I caught the faint musk of wolf like a half-remembered perfume, he was pressed so close. Something stirred inside me; a white shape rose in the dark of my mind. My wolf stood up inside me and shook her mostly white fur like any canine rising from a long nap.
He went very still beside me, and his voice was even deeper, so full of the growl that he’d been doing that it sounded like it would hurt for a human throat to talk like that. “What is that?”
“You have a nose,” I said, in a voice that was only a little shaky. “Use it.”
He drew in a deep rush of air, then let it trickle out slowly, the way some people let wine sit on their tongue. Swallowing the wine slowly, so they catch every nuance of it. My wolf sniffed the air back, as if she were catching his scent, too.
“Wolf; you can’t be wolf,” he growled.
“Why not?” I asked, and it was almost a whisper because his face was close enough that much more than a whisper would be shouting.
“She wouldn’t want your body if you were a werewolf,” he growled next to my face.
“Why not?” I asked, again.
“She can’t control wolves.” I felt him tense. I don’t think he was supposed to share that.
“Only cats,” I said.
“Yes.” The growl was beginning to fade a little, and it was more of a bass whisper, as if he didn’t want to be overheard. The Harlequin had bugged all our businesses in St. Louis once, so we were probably being listened to, if not watched, right this minute.
I did my best not to move my lips, and the whisper this time was more just breathing out. I didn’t want them to hear us. “The mother couldn’t control you?” My wolf began to trot up that long, dark path inside me. It was my visual for an impossibility. It was impossible that there were animals inside me that wanted to come out through my skin, but they were still in there, so I “saw” them as walking down a path, when there was no path, no space between me and them. In a very real way, they were me. Intellectually I knew that; to stay sane I visualized a path.
He sniffed harder, as if he would breathe me into him. He settled more of his body against the back of mine. My hands were in the way, so he couldn’t spoon me completely, and he kept his face next to mine, so that the height difference put only his upper body against my hands. He had a long torso. I fought to keep my hands still where they lay pressed between the two of us. Cuddling was better than being threatened; I just had to not rush, and not do anything to make him remember he was here to scare me.
“No,” he whispered, and used his arm to pull me in tighter to his body.
I breathed, “She forced you into wolf form.”
“She couldn’t; my master forced me.”
I pressed my face into the smooth chill of the mask, letting it hide as much of my face as possible in case the camera could see my face. The scent of his wolf was stronger this way; it made my wolf trot faster up that invisible path. The light was better so that I could see her dark saddle in all that white fur, as she trotted through the light and shadow of the tall trees that lined the path. The trees, like the rest of the landscape, were no place I’d ever been.
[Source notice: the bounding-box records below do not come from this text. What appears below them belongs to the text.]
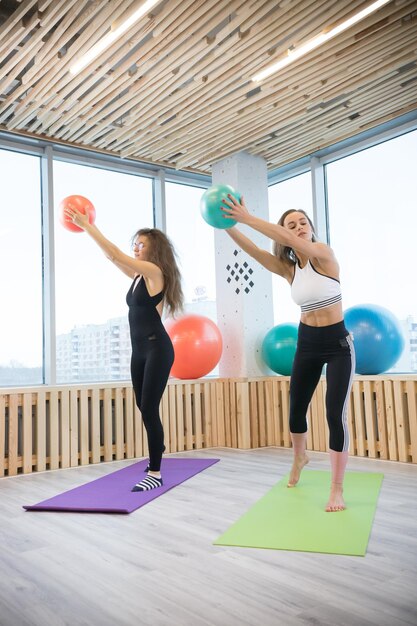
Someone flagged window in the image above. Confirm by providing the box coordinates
[268,172,313,324]
[166,183,217,316]
[54,161,154,383]
[0,150,43,386]
[326,131,417,372]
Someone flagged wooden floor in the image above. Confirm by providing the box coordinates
[0,448,417,626]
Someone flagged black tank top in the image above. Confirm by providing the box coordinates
[126,276,166,344]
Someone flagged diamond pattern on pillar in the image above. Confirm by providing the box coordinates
[226,250,255,294]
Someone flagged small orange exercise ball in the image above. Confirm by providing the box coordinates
[59,195,96,233]
[166,314,223,380]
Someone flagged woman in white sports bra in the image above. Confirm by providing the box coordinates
[223,195,355,512]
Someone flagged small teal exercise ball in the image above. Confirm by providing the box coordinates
[200,185,242,228]
[262,323,298,376]
[345,304,404,375]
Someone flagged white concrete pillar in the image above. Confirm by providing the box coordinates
[212,152,274,378]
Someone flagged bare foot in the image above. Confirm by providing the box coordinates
[287,453,310,487]
[326,483,346,513]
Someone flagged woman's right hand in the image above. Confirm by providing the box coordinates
[221,193,251,224]
[64,204,90,230]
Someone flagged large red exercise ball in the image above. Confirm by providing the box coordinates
[59,195,96,233]
[262,323,298,376]
[166,314,223,379]
[345,304,405,375]
[200,185,242,228]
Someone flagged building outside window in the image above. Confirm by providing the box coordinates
[54,161,154,383]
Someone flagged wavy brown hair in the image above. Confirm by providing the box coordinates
[273,209,317,265]
[132,228,184,315]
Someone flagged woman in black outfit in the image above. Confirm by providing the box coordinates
[65,206,183,491]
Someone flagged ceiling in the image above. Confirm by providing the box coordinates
[0,0,417,173]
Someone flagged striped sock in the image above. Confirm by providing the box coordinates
[132,475,164,491]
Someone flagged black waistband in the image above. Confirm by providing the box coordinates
[298,320,349,342]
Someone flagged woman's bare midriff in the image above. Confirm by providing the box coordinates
[300,302,343,327]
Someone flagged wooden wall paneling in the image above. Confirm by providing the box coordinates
[264,379,279,446]
[69,387,78,467]
[208,382,219,448]
[222,380,233,448]
[114,387,125,460]
[103,387,113,461]
[184,383,195,450]
[22,393,33,474]
[404,380,417,463]
[193,383,205,450]
[281,377,291,448]
[90,387,101,463]
[0,394,6,478]
[257,380,268,448]
[79,387,90,465]
[363,380,377,459]
[374,380,389,460]
[249,382,260,448]
[8,393,20,476]
[348,390,357,456]
[236,382,252,450]
[160,387,171,453]
[175,384,185,452]
[384,379,398,461]
[202,382,214,448]
[59,387,71,468]
[124,386,134,459]
[392,380,410,463]
[353,380,367,456]
[271,377,284,447]
[33,389,47,472]
[213,381,226,447]
[168,385,178,452]
[47,389,59,469]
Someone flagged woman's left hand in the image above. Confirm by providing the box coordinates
[64,204,89,230]
[221,193,250,224]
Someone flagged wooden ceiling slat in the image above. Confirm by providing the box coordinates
[104,0,406,160]
[141,33,416,163]
[0,0,417,172]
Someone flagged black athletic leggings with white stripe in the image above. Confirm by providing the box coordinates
[126,277,174,472]
[290,322,355,452]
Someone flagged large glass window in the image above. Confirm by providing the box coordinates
[326,131,417,372]
[54,161,154,383]
[0,150,43,386]
[268,172,313,324]
[166,183,217,316]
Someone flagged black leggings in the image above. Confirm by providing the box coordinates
[130,332,174,472]
[290,322,355,452]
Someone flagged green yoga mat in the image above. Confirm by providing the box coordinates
[214,469,383,556]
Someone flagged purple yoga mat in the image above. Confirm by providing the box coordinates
[23,458,220,513]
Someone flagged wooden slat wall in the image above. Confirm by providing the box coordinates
[0,376,417,476]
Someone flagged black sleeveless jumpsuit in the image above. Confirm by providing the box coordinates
[126,276,174,472]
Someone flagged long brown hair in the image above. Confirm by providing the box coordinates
[273,209,317,265]
[132,228,184,315]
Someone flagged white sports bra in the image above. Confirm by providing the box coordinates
[291,260,342,313]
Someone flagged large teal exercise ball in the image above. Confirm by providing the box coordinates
[345,304,404,375]
[262,323,298,376]
[200,185,242,228]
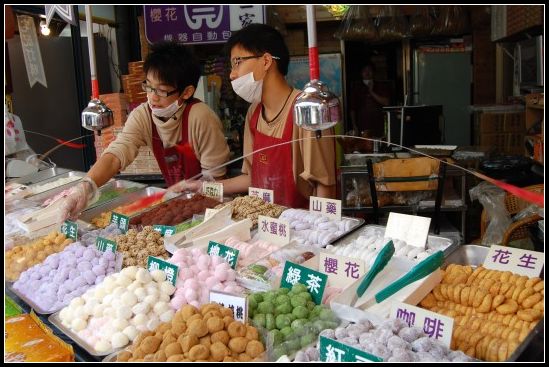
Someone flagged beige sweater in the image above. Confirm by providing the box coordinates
[242,89,336,198]
[103,102,229,177]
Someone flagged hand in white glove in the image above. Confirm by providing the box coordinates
[58,177,99,223]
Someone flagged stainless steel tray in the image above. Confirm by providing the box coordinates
[8,167,71,186]
[6,282,58,315]
[26,171,86,200]
[79,187,179,223]
[48,311,122,357]
[442,245,544,362]
[86,180,147,209]
[333,224,459,257]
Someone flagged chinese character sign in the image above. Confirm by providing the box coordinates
[484,245,545,277]
[309,196,341,220]
[280,261,328,305]
[391,302,454,346]
[143,4,265,44]
[257,215,290,246]
[208,241,240,269]
[147,256,179,285]
[319,252,365,288]
[210,291,248,323]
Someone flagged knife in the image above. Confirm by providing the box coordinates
[360,251,444,309]
[351,240,395,306]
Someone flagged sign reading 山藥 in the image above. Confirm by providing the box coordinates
[143,5,265,44]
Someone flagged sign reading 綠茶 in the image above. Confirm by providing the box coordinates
[248,187,274,204]
[111,212,130,233]
[391,302,454,347]
[61,220,78,241]
[483,245,545,277]
[309,196,341,220]
[280,261,328,305]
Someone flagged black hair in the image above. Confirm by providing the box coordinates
[225,23,290,75]
[143,42,200,93]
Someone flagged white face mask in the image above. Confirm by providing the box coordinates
[231,72,263,103]
[147,99,181,118]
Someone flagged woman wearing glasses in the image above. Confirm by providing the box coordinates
[55,42,229,220]
[172,24,335,208]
I breathed in the scent of him, and down the long metaphysical cord, I smelled another wolf, several other wolves. I smelled my pack and they always smelled good to me, of pine trees and thick forest leaves.
He sniffed harder, hugged me tighter. “You smell of more than just your wolf. You smell like pack. How can that be?”
“I’m the lupa of my pack, the bitch queen.”
He snarled behind his mask, drawing back enough that he could see my face. “Liar!”
“If you’re powerful enough to shift just your claws, you’re powerful enough to smell a lie. I am the lupa of our pack; I swear it.”
“But you’re human,” he growled, and it was almost a yell.
My wolf broke into an easy lope, almost a run, as if to prove the truth of what I’d said. But there were shadows in the dark around her, not us, as if I had called the ghosts of our pack. Their scents came with me, not the sight, but then for a wolf, smell is more real than sight. It’s one of the reasons that wolves aren’t bothered by hauntings, unless there’s a scent to go with it. You can wail and moan all damn day, but if you don’t smell like something, a wolf won’t care.
I felt the loneliness in the man beside me. Not a loneliness of sex, or even love, but of not having another furry body to press side to side, tail to nose, as they slept. I’d been told that the ardeur was about lust, but my version was more about your heart’s desire. What is it that you want, you really want? That part of me that carried the ardeur could see all the way through you to the truth. The man holding me didn’t want sex, or even human love; he wanted a pack. He wanted to run in the moonlight with others of his kind, and hunt in a pack. No cat, not even a human one, would ever understand his loneliness.